Wednesday 6 January 2016

A Jolly Knitted Outfit for Skating

2016 already.  Here's a suitably wintry outfit - though not for this winter, so far.  It was the wettest December on record and there have been floods all across the north of England and in Scotland.  We haven't been much affected here, but just over the hill in Calderdale, there has been serious flooding all along the valley, with homes and businesses devastated in Todmorden, Hebden Bridge, Mytholmroyd, Sowerby Bridge, Elland, Brighouse, Mirfield...   And it's still raining.

Back in 1936, they were expecting a winter cold enough for skating.  The illustration is from Home Notes, a weekly magazine.  The captions reads: "If you're a skating "fan", you'll love this jolly knitted outfit to wear when you go on the ice."  The jumper, skirt, gloves and beret are all in 4-ply (fingering) wool - a lot of work, especially for the skirt, which is below knee length and fuller than ordinary day-wear skirts were then.  

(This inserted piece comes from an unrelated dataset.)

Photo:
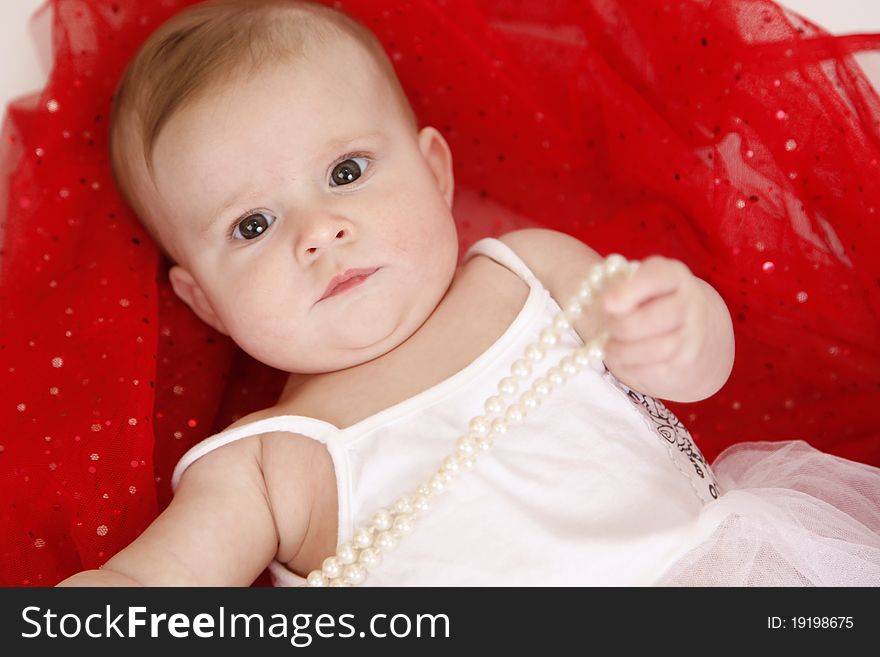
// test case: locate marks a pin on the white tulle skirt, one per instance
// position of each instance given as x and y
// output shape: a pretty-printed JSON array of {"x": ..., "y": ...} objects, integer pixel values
[{"x": 789, "y": 515}]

Elsewhere in the magazine there is an article encouraging readers to "Try skating this winter" - either at an indoor rink or on open ice.  I doubt if there's much skating in open ice in this country now, if any, and I don't know how many permanent ice-skating rinks there are - but I'm pretty confident that no-one knits themselves a special outfit for skating these days.

But I think in the 1930s, there wasn't so much overlap between sports wear and everyday wear as there is now - women then dressed much more smartly as a rule.  You couldn't just find some casual clothes in your wardrobe to go skating in - ordinary skirts would be far too narrow, for one thing.  The cover of the magazine shows what the skater might wear for every day - the magazine gives the knitting pattern for the puffed-sleeve jumper:

I have seen other 1930s knitting patterns for skating outfits too.  The first is in the same colour scheme of brown, red and white as the Home Notes outfit, if you choose the colours suggested in the pattern:

The other was published a few years later, and the skirt is much shorter.  The pattern gives instructions for jumper, skirt, knickers, hat, gloves and socks.

It looks much plainer at first sight than the other two, but in fact the hat brim, the sock tops and the gauntlets of the gloves are all in garter stitch stripes, of Mermaid (turquoise?), Rusty (rust-red, I assume), and Mustard, with the rest of the socks, hat and gloves, and I guess also the jumper and skirt, knitted in the Mermaid colour.  So it would have been a colourful outfit. - the illustration doesn't do it justice.

And one of my very favourite Jester patterns, from the late 1940s/early 1950s is a winter sports outfit of a sweater with matching mittens and hat, shown with a pair of ice-skates.

So for anyone who wants to knit a skating outfit, there is quite a range to choose from.    Personally, I'd choose the Jester pattern, but forget about the skating.  



  1. These are wonderful outfits, though I can't imagine how long it would take to knit that first skirt. The Jester pattern is gorgeous.

    1. Yes, it is gorgeous. We have the original pattern in the Knitting & Crochet Guild collection, but Susan Crawford also updated the design in her "A Stitch in Time" book. (Vol 2, I think.)